Texas Tech's defense experiencing resurgence

Posted Wednesday, Oct. 03, 2012  comments  Print Reprints
Quick turnaround

Here's a look at how this season's Texas Tech defense compares with the 2011 squad after four games:




Total defense



Rush defense



Pass defense



Scoring defense



Spotlight on Texas Tech CB Cornelius Douglas

Fifth-year senior Cornelius Douglas, the reigning Big 12 Conference Defensive Player of the Week, has been a key player in the Texas Tech defense's ongoing renaissance.

That's saying something about Douglas' ability, considering it was just last season that he was lining up on the opposite side of the ball as a wide receiver.

A two-interception showing against Iowa State last week, however, may have been Douglas' way of letting opponents know where his real comfort zone is.

"I mean, Tech was the first time I played receiver," Douglas said. "So, most of my college recruiting I was a cornerback, but I mean, it's just, I would say, instinct."

Douglas, a Lawton, Okla., native, displayed a diverse set of skills in high school, making appearances at quarterback, defensive back and kick returner.

At 5-foot-9, 198 pounds, Douglas has accounted for seven tackles, one tackle for loss, two interceptions and two passes defended as an integral part of the nation's No. 1 total defense (167.5 yards per game) and No. 1 passing defense, one that has limited opposing quarterbacks to a 47.6 completion percentage.

But with No. 17 Oklahoma coming to Lubbock this weekend, Douglas is presented his toughest task as a defensive back to date.

Douglas, coincidentally, had some of his best games as a receiver against the Sooners, racking up a career-high six receptions against Oklahoma on two occasions.

His level of play against Oklahoma, coupled with the fact that the Sooners did not recruit him out of high school despite family ties to the university, could bode well for the Red Raiders.

Douglas' uncle, John, played baseball at Oklahoma, and his mother, Debra Martin, graduated from the university. Cornelius, though, insists that whatever grudge he may have had against Oklahoma is long gone.

A Tech win is all he is focused on now.

"I'm kind of over that," Douglas said. "That was freshman year they didn't recruit me.

"It's just a business trip now; I've got to get the W."

Saturday's games

Kansas at Kansas State (11 a.m., FX): Both teams had last week off. K-State is coming of 24-19 victory at Oklahoma while KU lost 30-23 at Northern Illinois. The Wildcats have won the past three and 15 of past 20.
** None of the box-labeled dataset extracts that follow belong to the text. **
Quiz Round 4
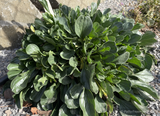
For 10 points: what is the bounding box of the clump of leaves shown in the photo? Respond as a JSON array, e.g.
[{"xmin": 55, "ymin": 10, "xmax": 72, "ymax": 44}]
[
  {"xmin": 8, "ymin": 0, "xmax": 159, "ymax": 116},
  {"xmin": 124, "ymin": 0, "xmax": 160, "ymax": 28}
]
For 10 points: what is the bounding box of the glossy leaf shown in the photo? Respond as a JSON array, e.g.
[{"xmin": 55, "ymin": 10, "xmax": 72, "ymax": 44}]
[
  {"xmin": 130, "ymin": 80, "xmax": 159, "ymax": 99},
  {"xmin": 69, "ymin": 84, "xmax": 83, "ymax": 99},
  {"xmin": 127, "ymin": 57, "xmax": 142, "ymax": 67},
  {"xmin": 75, "ymin": 15, "xmax": 92, "ymax": 38},
  {"xmin": 69, "ymin": 57, "xmax": 78, "ymax": 68},
  {"xmin": 79, "ymin": 89, "xmax": 96, "ymax": 116},
  {"xmin": 7, "ymin": 70, "xmax": 21, "ymax": 80},
  {"xmin": 64, "ymin": 84, "xmax": 79, "ymax": 109},
  {"xmin": 94, "ymin": 95, "xmax": 107, "ymax": 113},
  {"xmin": 11, "ymin": 71, "xmax": 31, "ymax": 94},
  {"xmin": 139, "ymin": 31, "xmax": 157, "ymax": 46},
  {"xmin": 60, "ymin": 49, "xmax": 74, "ymax": 60},
  {"xmin": 100, "ymin": 81, "xmax": 114, "ymax": 99},
  {"xmin": 80, "ymin": 64, "xmax": 98, "ymax": 93},
  {"xmin": 134, "ymin": 69, "xmax": 154, "ymax": 82},
  {"xmin": 58, "ymin": 104, "xmax": 73, "ymax": 116},
  {"xmin": 114, "ymin": 52, "xmax": 130, "ymax": 64}
]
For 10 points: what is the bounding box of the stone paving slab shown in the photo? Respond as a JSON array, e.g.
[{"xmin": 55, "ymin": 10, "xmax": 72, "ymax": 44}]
[{"xmin": 57, "ymin": 0, "xmax": 104, "ymax": 9}]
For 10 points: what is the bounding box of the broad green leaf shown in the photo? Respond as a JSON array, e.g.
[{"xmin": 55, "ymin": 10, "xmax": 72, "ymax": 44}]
[
  {"xmin": 96, "ymin": 61, "xmax": 104, "ymax": 73},
  {"xmin": 40, "ymin": 83, "xmax": 58, "ymax": 105},
  {"xmin": 11, "ymin": 70, "xmax": 32, "ymax": 94},
  {"xmin": 61, "ymin": 5, "xmax": 71, "ymax": 16},
  {"xmin": 42, "ymin": 43, "xmax": 55, "ymax": 52},
  {"xmin": 7, "ymin": 70, "xmax": 21, "ymax": 80},
  {"xmin": 132, "ymin": 23, "xmax": 144, "ymax": 31},
  {"xmin": 118, "ymin": 65, "xmax": 132, "ymax": 74},
  {"xmin": 41, "ymin": 56, "xmax": 49, "ymax": 68},
  {"xmin": 33, "ymin": 75, "xmax": 48, "ymax": 92},
  {"xmin": 100, "ymin": 81, "xmax": 114, "ymax": 99},
  {"xmin": 91, "ymin": 3, "xmax": 98, "ymax": 16},
  {"xmin": 35, "ymin": 30, "xmax": 56, "ymax": 46},
  {"xmin": 114, "ymin": 52, "xmax": 130, "ymax": 64},
  {"xmin": 45, "ymin": 68, "xmax": 56, "ymax": 80},
  {"xmin": 144, "ymin": 54, "xmax": 153, "ymax": 70},
  {"xmin": 94, "ymin": 95, "xmax": 107, "ymax": 113},
  {"xmin": 117, "ymin": 80, "xmax": 131, "ymax": 92},
  {"xmin": 48, "ymin": 51, "xmax": 57, "ymax": 65},
  {"xmin": 64, "ymin": 83, "xmax": 79, "ymax": 109},
  {"xmin": 138, "ymin": 89, "xmax": 155, "ymax": 101},
  {"xmin": 98, "ymin": 41, "xmax": 117, "ymax": 54},
  {"xmin": 139, "ymin": 31, "xmax": 157, "ymax": 46},
  {"xmin": 134, "ymin": 69, "xmax": 154, "ymax": 82},
  {"xmin": 58, "ymin": 104, "xmax": 74, "ymax": 116},
  {"xmin": 42, "ymin": 12, "xmax": 53, "ymax": 24},
  {"xmin": 130, "ymin": 80, "xmax": 159, "ymax": 99},
  {"xmin": 30, "ymin": 86, "xmax": 46, "ymax": 102},
  {"xmin": 89, "ymin": 22, "xmax": 104, "ymax": 36},
  {"xmin": 132, "ymin": 96, "xmax": 149, "ymax": 113},
  {"xmin": 58, "ymin": 17, "xmax": 71, "ymax": 33},
  {"xmin": 106, "ymin": 99, "xmax": 114, "ymax": 113},
  {"xmin": 34, "ymin": 18, "xmax": 48, "ymax": 29},
  {"xmin": 57, "ymin": 68, "xmax": 72, "ymax": 85},
  {"xmin": 60, "ymin": 49, "xmax": 74, "ymax": 60},
  {"xmin": 7, "ymin": 62, "xmax": 22, "ymax": 71},
  {"xmin": 116, "ymin": 35, "xmax": 124, "ymax": 43},
  {"xmin": 70, "ymin": 108, "xmax": 80, "ymax": 115},
  {"xmin": 19, "ymin": 91, "xmax": 23, "ymax": 108},
  {"xmin": 26, "ymin": 44, "xmax": 40, "ymax": 55},
  {"xmin": 39, "ymin": 0, "xmax": 49, "ymax": 12},
  {"xmin": 69, "ymin": 83, "xmax": 83, "ymax": 99},
  {"xmin": 114, "ymin": 96, "xmax": 141, "ymax": 116},
  {"xmin": 128, "ymin": 34, "xmax": 141, "ymax": 44},
  {"xmin": 96, "ymin": 73, "xmax": 106, "ymax": 82},
  {"xmin": 103, "ymin": 8, "xmax": 111, "ymax": 15},
  {"xmin": 79, "ymin": 89, "xmax": 96, "ymax": 116},
  {"xmin": 123, "ymin": 22, "xmax": 133, "ymax": 31},
  {"xmin": 129, "ymin": 93, "xmax": 141, "ymax": 104},
  {"xmin": 75, "ymin": 15, "xmax": 92, "ymax": 39},
  {"xmin": 80, "ymin": 64, "xmax": 98, "ymax": 94},
  {"xmin": 44, "ymin": 83, "xmax": 58, "ymax": 101},
  {"xmin": 119, "ymin": 91, "xmax": 130, "ymax": 101},
  {"xmin": 13, "ymin": 94, "xmax": 21, "ymax": 108},
  {"xmin": 127, "ymin": 57, "xmax": 142, "ymax": 68},
  {"xmin": 16, "ymin": 50, "xmax": 30, "ymax": 60},
  {"xmin": 60, "ymin": 84, "xmax": 69, "ymax": 102},
  {"xmin": 69, "ymin": 57, "xmax": 78, "ymax": 68},
  {"xmin": 102, "ymin": 53, "xmax": 115, "ymax": 64}
]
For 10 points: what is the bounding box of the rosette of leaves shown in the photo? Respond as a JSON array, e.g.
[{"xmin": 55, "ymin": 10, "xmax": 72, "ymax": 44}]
[{"xmin": 8, "ymin": 0, "xmax": 159, "ymax": 116}]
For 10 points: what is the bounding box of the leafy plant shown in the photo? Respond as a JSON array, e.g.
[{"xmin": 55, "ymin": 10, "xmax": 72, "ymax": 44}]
[
  {"xmin": 8, "ymin": 0, "xmax": 159, "ymax": 116},
  {"xmin": 123, "ymin": 0, "xmax": 160, "ymax": 28}
]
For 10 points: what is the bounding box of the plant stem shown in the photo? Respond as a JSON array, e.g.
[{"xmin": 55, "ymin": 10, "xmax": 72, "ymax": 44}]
[{"xmin": 46, "ymin": 0, "xmax": 54, "ymax": 17}]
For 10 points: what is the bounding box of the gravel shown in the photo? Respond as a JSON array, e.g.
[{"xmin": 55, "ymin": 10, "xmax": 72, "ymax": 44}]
[{"xmin": 0, "ymin": 0, "xmax": 160, "ymax": 116}]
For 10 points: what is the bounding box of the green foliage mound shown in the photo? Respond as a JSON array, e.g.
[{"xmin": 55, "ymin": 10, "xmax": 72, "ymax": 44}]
[
  {"xmin": 8, "ymin": 0, "xmax": 159, "ymax": 116},
  {"xmin": 124, "ymin": 0, "xmax": 160, "ymax": 29}
]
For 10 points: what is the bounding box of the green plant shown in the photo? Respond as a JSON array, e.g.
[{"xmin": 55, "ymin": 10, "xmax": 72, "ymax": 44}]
[
  {"xmin": 8, "ymin": 0, "xmax": 159, "ymax": 116},
  {"xmin": 122, "ymin": 0, "xmax": 160, "ymax": 28}
]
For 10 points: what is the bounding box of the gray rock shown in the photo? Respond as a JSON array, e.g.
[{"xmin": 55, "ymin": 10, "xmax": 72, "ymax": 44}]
[
  {"xmin": 30, "ymin": 0, "xmax": 59, "ymax": 12},
  {"xmin": 0, "ymin": 0, "xmax": 41, "ymax": 50}
]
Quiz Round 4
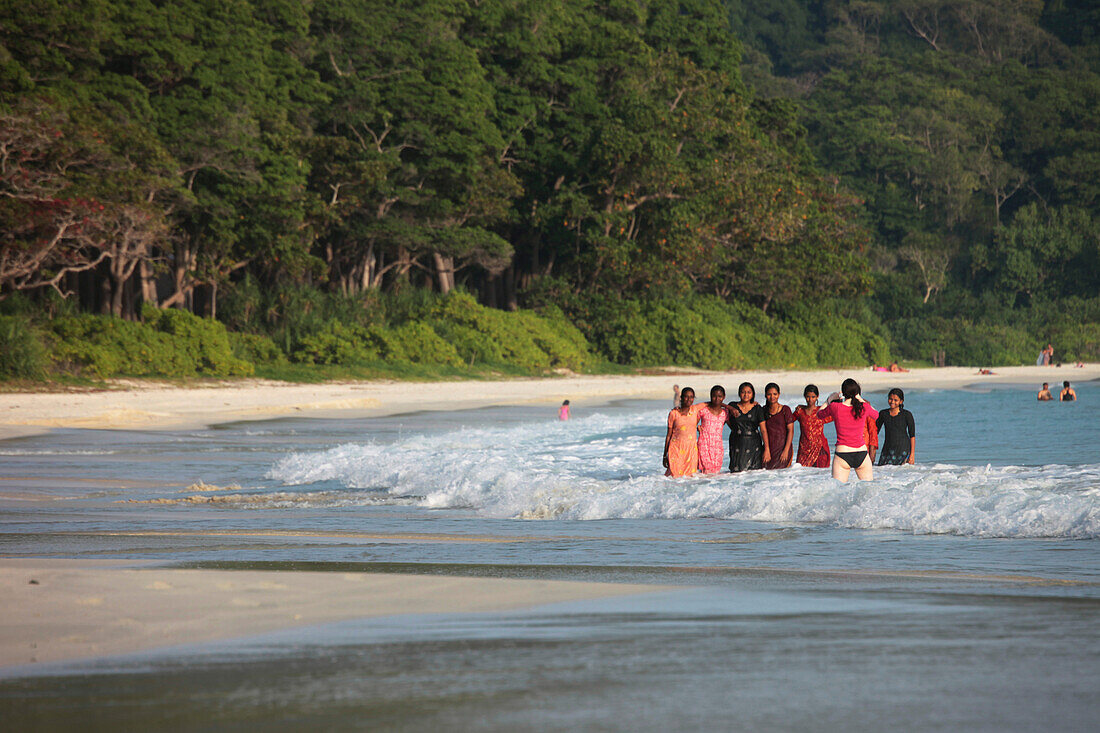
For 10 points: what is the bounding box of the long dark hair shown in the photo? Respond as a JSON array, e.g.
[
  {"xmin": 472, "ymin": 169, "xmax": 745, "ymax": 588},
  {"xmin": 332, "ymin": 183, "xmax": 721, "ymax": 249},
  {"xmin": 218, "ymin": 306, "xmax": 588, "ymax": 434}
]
[{"xmin": 840, "ymin": 379, "xmax": 864, "ymax": 417}]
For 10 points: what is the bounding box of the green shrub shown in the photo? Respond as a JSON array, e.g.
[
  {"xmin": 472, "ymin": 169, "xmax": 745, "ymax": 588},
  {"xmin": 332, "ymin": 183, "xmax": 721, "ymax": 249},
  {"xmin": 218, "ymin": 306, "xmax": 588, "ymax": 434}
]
[
  {"xmin": 510, "ymin": 307, "xmax": 592, "ymax": 371},
  {"xmin": 393, "ymin": 321, "xmax": 462, "ymax": 367},
  {"xmin": 293, "ymin": 320, "xmax": 462, "ymax": 367},
  {"xmin": 585, "ymin": 300, "xmax": 671, "ymax": 367},
  {"xmin": 432, "ymin": 292, "xmax": 553, "ymax": 369},
  {"xmin": 229, "ymin": 331, "xmax": 287, "ymax": 365},
  {"xmin": 435, "ymin": 321, "xmax": 504, "ymax": 365},
  {"xmin": 50, "ymin": 306, "xmax": 253, "ymax": 378},
  {"xmin": 1033, "ymin": 324, "xmax": 1100, "ymax": 363},
  {"xmin": 292, "ymin": 320, "xmax": 396, "ymax": 365},
  {"xmin": 0, "ymin": 316, "xmax": 50, "ymax": 380}
]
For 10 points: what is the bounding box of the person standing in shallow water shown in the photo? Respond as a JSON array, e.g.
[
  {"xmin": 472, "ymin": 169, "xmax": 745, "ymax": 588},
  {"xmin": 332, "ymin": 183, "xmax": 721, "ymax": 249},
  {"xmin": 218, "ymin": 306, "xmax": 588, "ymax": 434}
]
[
  {"xmin": 699, "ymin": 384, "xmax": 729, "ymax": 473},
  {"xmin": 663, "ymin": 387, "xmax": 702, "ymax": 477},
  {"xmin": 822, "ymin": 379, "xmax": 879, "ymax": 483},
  {"xmin": 763, "ymin": 382, "xmax": 794, "ymax": 469},
  {"xmin": 794, "ymin": 384, "xmax": 833, "ymax": 468},
  {"xmin": 727, "ymin": 382, "xmax": 771, "ymax": 473},
  {"xmin": 875, "ymin": 387, "xmax": 916, "ymax": 466}
]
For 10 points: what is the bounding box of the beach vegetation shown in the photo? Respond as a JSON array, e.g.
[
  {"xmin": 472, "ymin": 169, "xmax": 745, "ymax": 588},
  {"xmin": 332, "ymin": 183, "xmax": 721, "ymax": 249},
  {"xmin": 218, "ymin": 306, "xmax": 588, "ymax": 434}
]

Iowa State at TCU (2:30 p.m., FSSW): Both offenses struggled last week -- TCU's 156 yards was its lowest since 1997, while Iowa State was held to 189 in a 24-13 loss to Texas Tech. But both defenses have started strong and rank in the top 20 in scoring and yards allowed.

Oklahoma at Texas Tech (2:30 p.m., WFAA/Ch. 8): The struggling Sooners face the nation's No. 1 defense. OU hasn't won in Lubbock since 2003.

West Virginia at Texas (6 p.m., KDFW/Ch. 4): Texas has struggled against the pass, so with the nation's No. 3 scoring offense coming to Austin, the Longhorns are considering a change at strong safety.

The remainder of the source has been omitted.